Please find attached my collection of measurements that were used for correction.

The measured headphones were:

AKG K701 2 pairs
AKG_K271 2 pairs
AKG_K99
AKG240_55 Ohm
AKG240d_600 Ohm
AKG271 Mk2
Audio-technica_ATH-M50 2 pairs
Beyerdynamic 770
Beyerdynamic 990
Beyerdynamic DT880 pro 2 pairs
KRK_KNS6400
Lambo_MH699v
Pfilips_SHP2000
Philips_SHP2500
Pioneer_SE-M521
Sennheiser HD449
Sennheiser HD518
Sennheiser_HD600 6 pairs
Sennheiser_HD650 4 pairs
Sennheiser_PXC450
Sony_mdr_xd150
Sony_mdr-xd100 2 pairs
TDK_life_on_record
Technics_RP-DH1200

All curves you can see in this dropbox folder:
https://www.dropbox.com/sh/rbtgrgmpfq1dq34/AAAjDPlYInR0mfLmjbLtaCSla?dl=0

Or download them as rar archive (just 4.5Mb):
https://dl.dropboxusercontent.com/u/1893655/HP/HP_all.rar

Some examples.


----------



## Hanatsu (Nov 9, 2010)

I knew beforehand that headphones had these kinds of response errors that sometimes are worse than speakers in a normal living room. Corrections made for headphones would be awesome since you get very predictable results. I have used FIR based correction for my AKG Q701 headphones for quite a while now, not as sophisticated as the APL software can pull off though as I made them "manually". 

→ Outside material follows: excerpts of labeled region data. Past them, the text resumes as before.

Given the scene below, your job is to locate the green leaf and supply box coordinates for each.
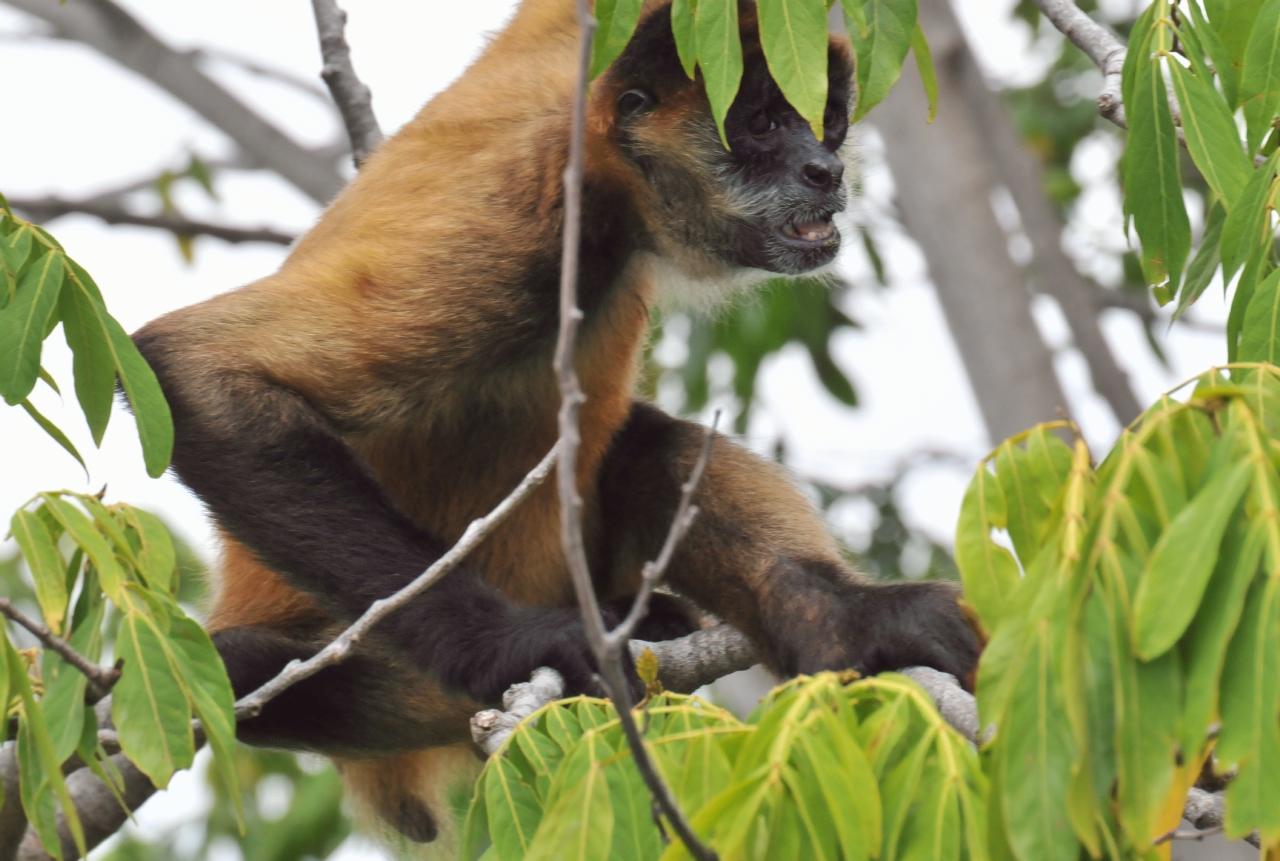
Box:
[22,400,88,480]
[58,273,115,445]
[840,0,868,38]
[0,251,63,406]
[911,22,938,123]
[1174,201,1226,320]
[997,626,1080,861]
[845,0,916,123]
[9,508,67,635]
[1240,0,1280,152]
[9,637,86,858]
[124,507,178,592]
[1238,269,1280,365]
[0,224,32,276]
[524,736,614,861]
[671,0,698,79]
[1187,3,1240,111]
[1169,58,1249,201]
[1124,15,1192,289]
[589,0,641,79]
[1181,518,1266,756]
[756,0,829,141]
[40,591,105,761]
[1133,461,1253,660]
[111,612,196,788]
[63,261,173,478]
[1221,150,1280,278]
[44,494,125,606]
[604,759,665,861]
[694,0,742,150]
[484,756,543,861]
[165,614,242,818]
[1216,573,1280,842]
[956,464,1019,631]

The APL unit has so far improved my car audio, home audio system, my computer system drastically so it wouldn't be a surprise to me if most headphones on the market could benefit just as much from these corrections. No need to buy expensive headphones when you correct the response and make about any decent headphone sound like a reference pair


----------



## gijoe (Mar 25, 2008)

Neat, but how can we tell which graph coo responds to which headphones, I don't see labels.


----------